Tuesday, August 17, 2010

I Love Barns





































































I absolutely love barns. Barns bring back memories of happy carefree days of my childhood. My Gramps had a farm with a big brown barn. He purchased three cows one for me, my sister, and our cousin. We gave our cows names and each time we were visiting our grandparents, we were on the farm feeding our cows and driving all over the pasture. We drove everything he had that would drive on that farm. If only those cows could talk, the stories they could tell.

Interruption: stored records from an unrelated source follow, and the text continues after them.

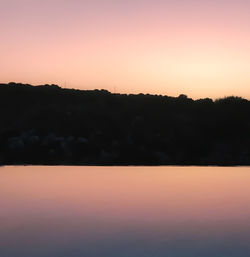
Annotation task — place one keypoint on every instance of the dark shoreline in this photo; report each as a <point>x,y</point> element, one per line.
<point>49,125</point>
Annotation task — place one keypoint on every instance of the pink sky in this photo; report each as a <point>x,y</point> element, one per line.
<point>200,48</point>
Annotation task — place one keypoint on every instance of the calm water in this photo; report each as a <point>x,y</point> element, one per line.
<point>124,212</point>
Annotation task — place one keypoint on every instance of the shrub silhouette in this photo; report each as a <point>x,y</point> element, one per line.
<point>51,125</point>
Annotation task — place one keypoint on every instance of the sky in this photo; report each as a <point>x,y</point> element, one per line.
<point>196,47</point>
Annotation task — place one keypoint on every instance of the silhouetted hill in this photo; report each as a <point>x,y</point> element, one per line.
<point>50,125</point>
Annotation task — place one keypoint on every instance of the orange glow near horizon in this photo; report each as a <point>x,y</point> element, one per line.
<point>199,48</point>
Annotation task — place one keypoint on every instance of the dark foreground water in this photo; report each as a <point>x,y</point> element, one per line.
<point>124,212</point>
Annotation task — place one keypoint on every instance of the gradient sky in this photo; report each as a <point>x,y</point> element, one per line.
<point>197,47</point>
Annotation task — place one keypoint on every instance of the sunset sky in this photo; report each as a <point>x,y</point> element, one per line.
<point>197,47</point>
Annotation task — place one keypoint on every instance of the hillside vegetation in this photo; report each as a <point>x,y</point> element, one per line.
<point>50,125</point>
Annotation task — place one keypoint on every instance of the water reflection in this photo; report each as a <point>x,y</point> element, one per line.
<point>124,211</point>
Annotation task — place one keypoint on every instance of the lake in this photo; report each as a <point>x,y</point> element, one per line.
<point>124,211</point>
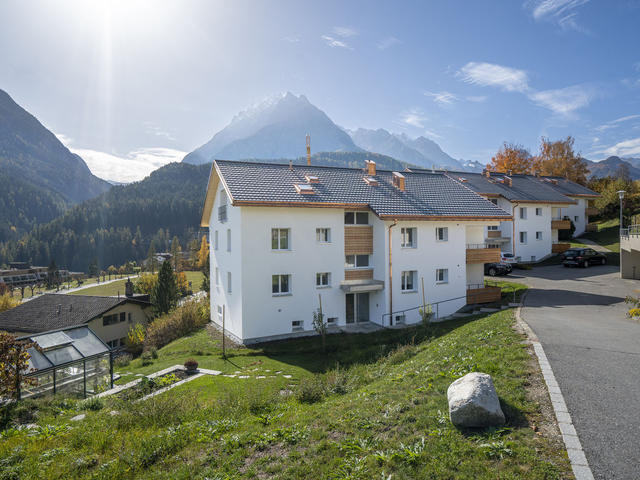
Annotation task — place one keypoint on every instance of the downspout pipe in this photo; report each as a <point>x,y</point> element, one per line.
<point>395,222</point>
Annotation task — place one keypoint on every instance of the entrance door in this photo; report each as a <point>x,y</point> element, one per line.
<point>357,307</point>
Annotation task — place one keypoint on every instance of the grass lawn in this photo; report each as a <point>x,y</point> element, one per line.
<point>373,407</point>
<point>112,289</point>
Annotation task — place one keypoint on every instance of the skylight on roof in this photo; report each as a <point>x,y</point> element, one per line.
<point>304,189</point>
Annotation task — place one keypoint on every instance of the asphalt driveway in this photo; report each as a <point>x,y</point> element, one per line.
<point>594,350</point>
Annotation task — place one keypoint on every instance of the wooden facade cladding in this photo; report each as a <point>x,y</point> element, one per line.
<point>358,240</point>
<point>483,295</point>
<point>560,224</point>
<point>364,274</point>
<point>483,255</point>
<point>560,247</point>
<point>591,211</point>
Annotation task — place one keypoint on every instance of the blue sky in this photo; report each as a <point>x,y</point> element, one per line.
<point>133,84</point>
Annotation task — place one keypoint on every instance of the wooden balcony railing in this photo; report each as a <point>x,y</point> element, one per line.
<point>560,224</point>
<point>482,253</point>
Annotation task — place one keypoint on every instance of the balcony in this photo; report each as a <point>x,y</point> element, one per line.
<point>560,247</point>
<point>483,294</point>
<point>591,211</point>
<point>558,224</point>
<point>222,213</point>
<point>482,253</point>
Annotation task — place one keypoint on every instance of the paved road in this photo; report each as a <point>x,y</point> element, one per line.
<point>594,351</point>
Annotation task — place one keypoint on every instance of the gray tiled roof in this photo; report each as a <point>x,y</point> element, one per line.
<point>426,194</point>
<point>54,311</point>
<point>525,188</point>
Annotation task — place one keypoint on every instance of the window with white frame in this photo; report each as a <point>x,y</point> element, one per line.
<point>280,239</point>
<point>356,261</point>
<point>409,281</point>
<point>323,279</point>
<point>356,218</point>
<point>442,275</point>
<point>323,235</point>
<point>409,237</point>
<point>523,213</point>
<point>280,284</point>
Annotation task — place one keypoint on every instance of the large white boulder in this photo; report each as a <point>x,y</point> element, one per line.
<point>473,401</point>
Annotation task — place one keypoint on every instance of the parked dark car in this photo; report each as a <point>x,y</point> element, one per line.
<point>583,257</point>
<point>494,269</point>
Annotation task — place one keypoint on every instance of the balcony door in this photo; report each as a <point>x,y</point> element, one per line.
<point>357,307</point>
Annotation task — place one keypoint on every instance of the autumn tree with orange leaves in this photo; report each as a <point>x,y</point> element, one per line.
<point>511,158</point>
<point>559,159</point>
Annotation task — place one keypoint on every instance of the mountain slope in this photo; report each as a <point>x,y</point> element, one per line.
<point>120,224</point>
<point>31,152</point>
<point>274,129</point>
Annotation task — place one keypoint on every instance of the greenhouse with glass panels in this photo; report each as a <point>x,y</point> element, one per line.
<point>71,361</point>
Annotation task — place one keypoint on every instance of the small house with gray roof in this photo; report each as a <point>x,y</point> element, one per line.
<point>372,246</point>
<point>110,318</point>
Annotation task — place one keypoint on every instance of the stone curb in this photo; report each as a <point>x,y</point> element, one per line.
<point>579,464</point>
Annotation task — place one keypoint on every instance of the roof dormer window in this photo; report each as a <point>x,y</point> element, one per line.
<point>304,189</point>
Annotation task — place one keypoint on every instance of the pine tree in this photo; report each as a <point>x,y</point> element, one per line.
<point>165,294</point>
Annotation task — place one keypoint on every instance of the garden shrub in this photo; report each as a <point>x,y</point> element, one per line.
<point>176,324</point>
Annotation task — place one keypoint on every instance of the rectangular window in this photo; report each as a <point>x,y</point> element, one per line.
<point>356,218</point>
<point>323,235</point>
<point>442,275</point>
<point>280,284</point>
<point>279,239</point>
<point>409,281</point>
<point>442,234</point>
<point>409,237</point>
<point>356,261</point>
<point>323,279</point>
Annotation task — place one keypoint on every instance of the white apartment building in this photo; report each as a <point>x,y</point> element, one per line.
<point>541,207</point>
<point>361,241</point>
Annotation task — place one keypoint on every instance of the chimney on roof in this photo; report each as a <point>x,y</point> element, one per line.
<point>398,181</point>
<point>371,167</point>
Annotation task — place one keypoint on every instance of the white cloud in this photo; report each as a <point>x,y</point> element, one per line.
<point>443,98</point>
<point>334,42</point>
<point>626,148</point>
<point>345,32</point>
<point>490,74</point>
<point>134,166</point>
<point>563,101</point>
<point>413,118</point>
<point>561,12</point>
<point>388,42</point>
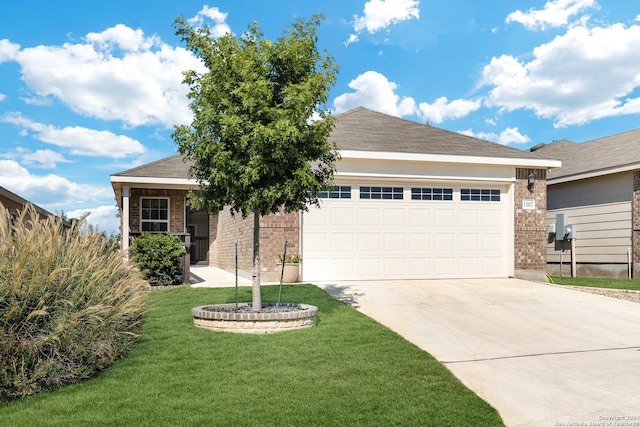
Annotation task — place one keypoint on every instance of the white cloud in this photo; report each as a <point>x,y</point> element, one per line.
<point>104,217</point>
<point>556,13</point>
<point>506,137</point>
<point>380,14</point>
<point>373,90</point>
<point>442,109</point>
<point>79,140</point>
<point>219,28</point>
<point>118,74</point>
<point>584,75</point>
<point>46,159</point>
<point>49,191</point>
<point>122,37</point>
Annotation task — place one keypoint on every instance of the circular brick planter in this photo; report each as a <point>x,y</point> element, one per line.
<point>227,320</point>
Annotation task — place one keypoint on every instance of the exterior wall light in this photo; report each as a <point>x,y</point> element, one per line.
<point>531,180</point>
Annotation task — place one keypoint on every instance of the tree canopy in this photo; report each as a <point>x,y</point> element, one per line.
<point>259,138</point>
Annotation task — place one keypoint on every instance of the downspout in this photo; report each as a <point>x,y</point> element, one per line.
<point>125,222</point>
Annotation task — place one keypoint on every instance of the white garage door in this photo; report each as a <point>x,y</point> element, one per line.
<point>368,231</point>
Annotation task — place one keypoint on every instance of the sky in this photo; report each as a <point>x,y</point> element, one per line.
<point>89,89</point>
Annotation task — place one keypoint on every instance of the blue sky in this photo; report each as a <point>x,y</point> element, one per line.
<point>88,89</point>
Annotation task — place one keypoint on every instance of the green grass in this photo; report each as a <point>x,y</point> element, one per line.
<point>627,284</point>
<point>346,370</point>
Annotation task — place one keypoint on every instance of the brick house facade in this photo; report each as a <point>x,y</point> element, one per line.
<point>376,150</point>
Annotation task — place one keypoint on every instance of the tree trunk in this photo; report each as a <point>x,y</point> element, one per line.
<point>257,296</point>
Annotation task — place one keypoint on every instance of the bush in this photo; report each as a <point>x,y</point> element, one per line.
<point>158,256</point>
<point>69,306</point>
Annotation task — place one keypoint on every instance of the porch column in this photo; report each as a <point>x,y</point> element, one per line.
<point>125,221</point>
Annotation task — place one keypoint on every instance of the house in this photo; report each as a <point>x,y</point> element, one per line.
<point>410,201</point>
<point>15,203</point>
<point>598,190</point>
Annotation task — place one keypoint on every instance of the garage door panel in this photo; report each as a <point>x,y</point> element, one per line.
<point>368,217</point>
<point>468,218</point>
<point>444,218</point>
<point>420,242</point>
<point>320,245</point>
<point>393,217</point>
<point>342,242</point>
<point>420,217</point>
<point>342,217</point>
<point>444,242</point>
<point>469,242</point>
<point>492,218</point>
<point>395,239</point>
<point>445,267</point>
<point>492,242</point>
<point>395,242</point>
<point>369,242</point>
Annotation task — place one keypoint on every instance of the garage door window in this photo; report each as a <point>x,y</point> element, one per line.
<point>337,192</point>
<point>381,193</point>
<point>431,193</point>
<point>479,195</point>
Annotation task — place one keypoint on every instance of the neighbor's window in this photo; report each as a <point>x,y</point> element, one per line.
<point>154,215</point>
<point>337,192</point>
<point>431,193</point>
<point>479,195</point>
<point>381,193</point>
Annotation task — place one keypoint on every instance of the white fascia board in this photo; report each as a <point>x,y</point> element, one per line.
<point>441,158</point>
<point>154,181</point>
<point>593,174</point>
<point>420,177</point>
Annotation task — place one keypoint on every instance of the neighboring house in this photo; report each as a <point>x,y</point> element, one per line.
<point>410,201</point>
<point>598,190</point>
<point>16,204</point>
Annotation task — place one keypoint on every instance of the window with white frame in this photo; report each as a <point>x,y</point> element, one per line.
<point>381,193</point>
<point>427,193</point>
<point>154,214</point>
<point>337,192</point>
<point>479,195</point>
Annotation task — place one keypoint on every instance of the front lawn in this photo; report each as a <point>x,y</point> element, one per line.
<point>347,370</point>
<point>626,284</point>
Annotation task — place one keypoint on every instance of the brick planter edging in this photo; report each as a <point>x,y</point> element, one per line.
<point>254,323</point>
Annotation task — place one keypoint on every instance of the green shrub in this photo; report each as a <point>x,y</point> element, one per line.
<point>69,305</point>
<point>158,256</point>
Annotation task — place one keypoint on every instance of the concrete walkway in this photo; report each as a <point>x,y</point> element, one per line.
<point>203,276</point>
<point>541,355</point>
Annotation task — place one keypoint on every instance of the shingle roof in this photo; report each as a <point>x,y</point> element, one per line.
<point>366,130</point>
<point>599,155</point>
<point>362,129</point>
<point>170,167</point>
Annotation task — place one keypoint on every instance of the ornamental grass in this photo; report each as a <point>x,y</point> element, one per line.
<point>69,305</point>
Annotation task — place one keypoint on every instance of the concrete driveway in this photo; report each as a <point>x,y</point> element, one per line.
<point>541,355</point>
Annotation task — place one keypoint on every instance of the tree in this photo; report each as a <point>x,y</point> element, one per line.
<point>253,142</point>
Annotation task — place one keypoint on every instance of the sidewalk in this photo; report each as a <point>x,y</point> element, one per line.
<point>203,276</point>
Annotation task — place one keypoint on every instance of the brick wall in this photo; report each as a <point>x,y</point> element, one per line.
<point>530,231</point>
<point>275,229</point>
<point>176,207</point>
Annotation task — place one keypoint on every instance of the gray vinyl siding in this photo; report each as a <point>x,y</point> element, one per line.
<point>601,208</point>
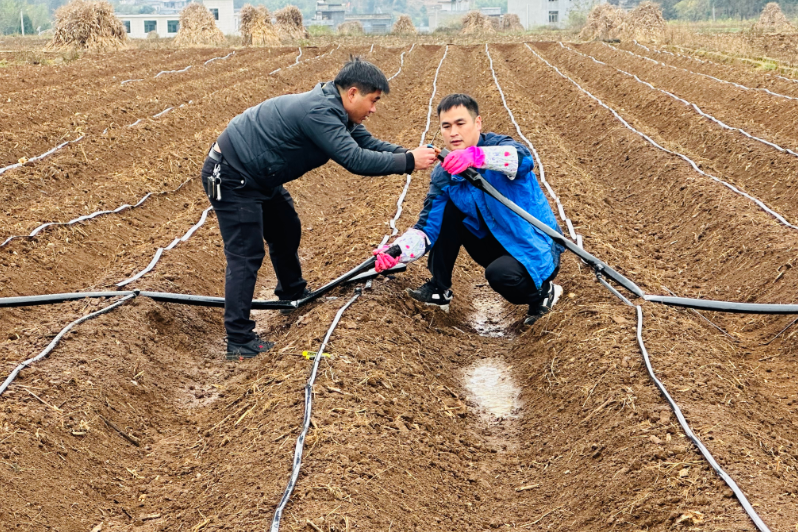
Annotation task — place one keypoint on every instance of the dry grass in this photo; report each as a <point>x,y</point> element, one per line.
<point>773,20</point>
<point>197,28</point>
<point>84,25</point>
<point>604,23</point>
<point>256,27</point>
<point>476,22</point>
<point>644,23</point>
<point>353,27</point>
<point>404,26</point>
<point>289,24</point>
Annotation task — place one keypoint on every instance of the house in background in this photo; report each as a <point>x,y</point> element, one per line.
<point>165,21</point>
<point>536,13</point>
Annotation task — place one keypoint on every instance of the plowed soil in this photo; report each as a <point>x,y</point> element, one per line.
<point>397,440</point>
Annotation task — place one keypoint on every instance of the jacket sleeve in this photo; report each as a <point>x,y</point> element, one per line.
<point>431,217</point>
<point>326,130</point>
<point>366,141</point>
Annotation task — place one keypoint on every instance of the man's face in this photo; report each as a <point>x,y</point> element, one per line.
<point>459,129</point>
<point>360,106</point>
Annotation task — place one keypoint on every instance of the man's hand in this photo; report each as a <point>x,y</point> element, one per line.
<point>424,157</point>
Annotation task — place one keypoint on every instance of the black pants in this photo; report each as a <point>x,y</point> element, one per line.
<point>247,217</point>
<point>504,274</point>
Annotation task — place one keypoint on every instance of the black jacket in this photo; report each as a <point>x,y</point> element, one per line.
<point>282,138</point>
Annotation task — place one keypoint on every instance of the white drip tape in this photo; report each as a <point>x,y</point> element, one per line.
<point>542,171</point>
<point>685,102</point>
<point>760,525</point>
<point>39,157</point>
<point>401,200</point>
<point>164,72</point>
<point>737,85</point>
<point>695,167</point>
<point>300,442</point>
<point>160,251</point>
<point>219,58</point>
<point>401,61</point>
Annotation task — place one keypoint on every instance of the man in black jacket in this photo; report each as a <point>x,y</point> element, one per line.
<point>273,143</point>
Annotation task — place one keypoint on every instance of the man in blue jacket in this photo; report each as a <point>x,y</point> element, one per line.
<point>271,144</point>
<point>520,262</point>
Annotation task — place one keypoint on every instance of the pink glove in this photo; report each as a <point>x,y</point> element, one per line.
<point>459,160</point>
<point>385,262</point>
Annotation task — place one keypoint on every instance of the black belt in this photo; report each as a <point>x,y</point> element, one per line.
<point>215,155</point>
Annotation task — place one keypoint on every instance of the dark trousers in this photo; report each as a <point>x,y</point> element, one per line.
<point>504,274</point>
<point>247,217</point>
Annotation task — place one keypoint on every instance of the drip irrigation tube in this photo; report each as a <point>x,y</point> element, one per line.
<point>685,102</point>
<point>651,141</point>
<point>64,331</point>
<point>42,156</point>
<point>760,525</point>
<point>300,442</point>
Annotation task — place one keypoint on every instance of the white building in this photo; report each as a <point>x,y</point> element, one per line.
<point>536,13</point>
<point>166,25</point>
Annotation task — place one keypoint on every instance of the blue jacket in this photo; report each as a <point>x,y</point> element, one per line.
<point>539,254</point>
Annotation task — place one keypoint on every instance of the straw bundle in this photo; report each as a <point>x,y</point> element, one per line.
<point>289,24</point>
<point>773,20</point>
<point>644,23</point>
<point>353,27</point>
<point>197,27</point>
<point>256,27</point>
<point>476,22</point>
<point>511,22</point>
<point>85,25</point>
<point>404,26</point>
<point>603,22</point>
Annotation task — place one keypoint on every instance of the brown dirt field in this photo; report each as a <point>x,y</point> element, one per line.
<point>397,444</point>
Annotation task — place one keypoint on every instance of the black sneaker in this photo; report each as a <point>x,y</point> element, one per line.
<point>304,294</point>
<point>429,294</point>
<point>250,349</point>
<point>544,307</point>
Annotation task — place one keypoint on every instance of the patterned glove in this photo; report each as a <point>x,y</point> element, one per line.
<point>459,160</point>
<point>413,244</point>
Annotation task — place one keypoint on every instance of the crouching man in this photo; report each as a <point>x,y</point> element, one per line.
<point>520,262</point>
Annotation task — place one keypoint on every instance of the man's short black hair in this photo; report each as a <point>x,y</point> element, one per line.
<point>455,100</point>
<point>361,74</point>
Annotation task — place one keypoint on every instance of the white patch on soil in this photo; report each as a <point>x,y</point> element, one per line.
<point>491,388</point>
<point>490,316</point>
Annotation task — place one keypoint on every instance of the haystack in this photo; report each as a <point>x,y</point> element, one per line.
<point>197,27</point>
<point>404,26</point>
<point>511,22</point>
<point>772,20</point>
<point>603,23</point>
<point>476,22</point>
<point>353,27</point>
<point>644,23</point>
<point>84,25</point>
<point>256,27</point>
<point>289,24</point>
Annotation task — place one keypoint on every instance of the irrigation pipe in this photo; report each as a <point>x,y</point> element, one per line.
<point>39,157</point>
<point>95,214</point>
<point>539,162</point>
<point>685,102</point>
<point>300,442</point>
<point>297,463</point>
<point>651,141</point>
<point>54,342</point>
<point>737,85</point>
<point>760,525</point>
<point>401,64</point>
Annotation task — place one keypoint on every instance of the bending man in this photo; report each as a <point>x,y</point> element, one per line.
<point>271,144</point>
<point>520,262</point>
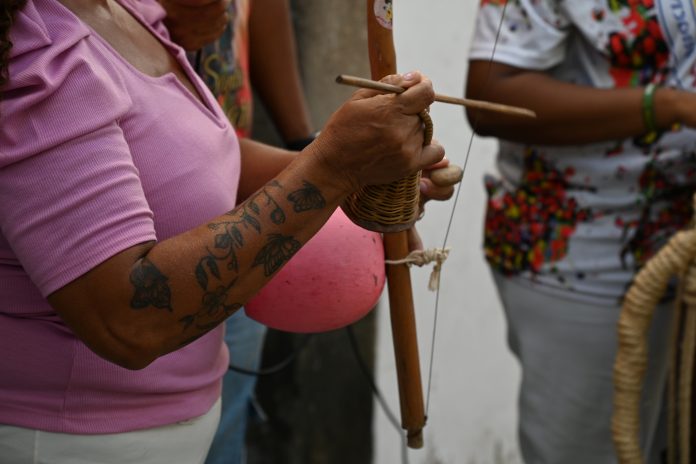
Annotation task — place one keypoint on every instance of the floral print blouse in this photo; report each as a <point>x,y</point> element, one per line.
<point>581,219</point>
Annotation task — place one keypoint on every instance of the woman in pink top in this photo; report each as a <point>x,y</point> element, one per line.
<point>121,249</point>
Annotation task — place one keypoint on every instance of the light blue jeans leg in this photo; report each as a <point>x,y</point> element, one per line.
<point>244,338</point>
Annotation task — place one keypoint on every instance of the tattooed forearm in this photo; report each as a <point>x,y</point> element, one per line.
<point>307,198</point>
<point>264,197</point>
<point>276,253</point>
<point>215,309</point>
<point>151,287</point>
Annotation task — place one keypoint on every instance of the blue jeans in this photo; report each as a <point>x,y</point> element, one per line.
<point>244,338</point>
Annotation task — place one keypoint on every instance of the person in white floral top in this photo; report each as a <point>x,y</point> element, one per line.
<point>585,194</point>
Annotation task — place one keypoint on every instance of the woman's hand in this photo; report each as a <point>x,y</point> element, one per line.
<point>376,138</point>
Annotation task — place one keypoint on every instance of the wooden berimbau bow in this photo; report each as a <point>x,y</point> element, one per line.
<point>383,62</point>
<point>392,209</point>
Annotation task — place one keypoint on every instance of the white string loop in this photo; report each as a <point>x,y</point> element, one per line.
<point>421,258</point>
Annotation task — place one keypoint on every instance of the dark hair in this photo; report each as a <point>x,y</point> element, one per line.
<point>7,12</point>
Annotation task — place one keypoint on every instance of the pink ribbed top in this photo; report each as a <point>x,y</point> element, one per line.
<point>96,157</point>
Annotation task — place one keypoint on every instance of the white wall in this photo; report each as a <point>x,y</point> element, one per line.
<point>474,384</point>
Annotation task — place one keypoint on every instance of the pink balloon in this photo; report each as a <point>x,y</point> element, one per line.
<point>333,281</point>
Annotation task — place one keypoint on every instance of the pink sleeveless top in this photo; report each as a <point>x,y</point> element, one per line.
<point>96,157</point>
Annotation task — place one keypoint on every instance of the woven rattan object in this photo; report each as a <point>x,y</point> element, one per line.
<point>677,258</point>
<point>390,207</point>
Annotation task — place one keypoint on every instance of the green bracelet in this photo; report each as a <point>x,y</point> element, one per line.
<point>649,108</point>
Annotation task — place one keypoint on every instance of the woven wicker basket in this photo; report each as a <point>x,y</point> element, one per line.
<point>676,259</point>
<point>390,207</point>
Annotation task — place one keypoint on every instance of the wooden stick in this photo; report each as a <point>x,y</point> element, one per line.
<point>477,104</point>
<point>383,62</point>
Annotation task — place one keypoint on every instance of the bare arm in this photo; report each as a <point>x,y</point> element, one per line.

When I was 12 years old, the neighbor kids, my sister and I spent many days each summer in the fields picking vegetables and strawberries. We spent a lot of time in the barn handing and stringing tobacco. The boys would pick the tobacco then drive the tractor up to the barn pulling a wagon load of tobacco behind. We would then unload it onto tables in the barn. If you were a hander, you would gather several pieces and stack them neatly together and hand to the stringer. The stringer would loop a string around the stems onto a board that would get hung up in the rafters of the barn to dry out. (Oh the trouble we could get into when we were all together.) From there it would get sold. We started about 6:30 a.m. and were done around 1:00 p.m. The farmers wife was a sweet southern lady and a wonderful cook. When the work was done, she would let us know that lunch was ready. We usually had the same meal each time we worked which consisted of fried chicken or country fried steak, creamed corn, fried okra, butter beans, squash, rice and country gravy and always, homemade biscuits with her homemade jelly. Her kindness in preparing this delicious feast for us was not truly appreciated until I was much older and realized the time and effort that was involved.Sadly, a few years ago, the farmer died on that farm. One of his cows charged him and he jumped on a fence and fell over backwards.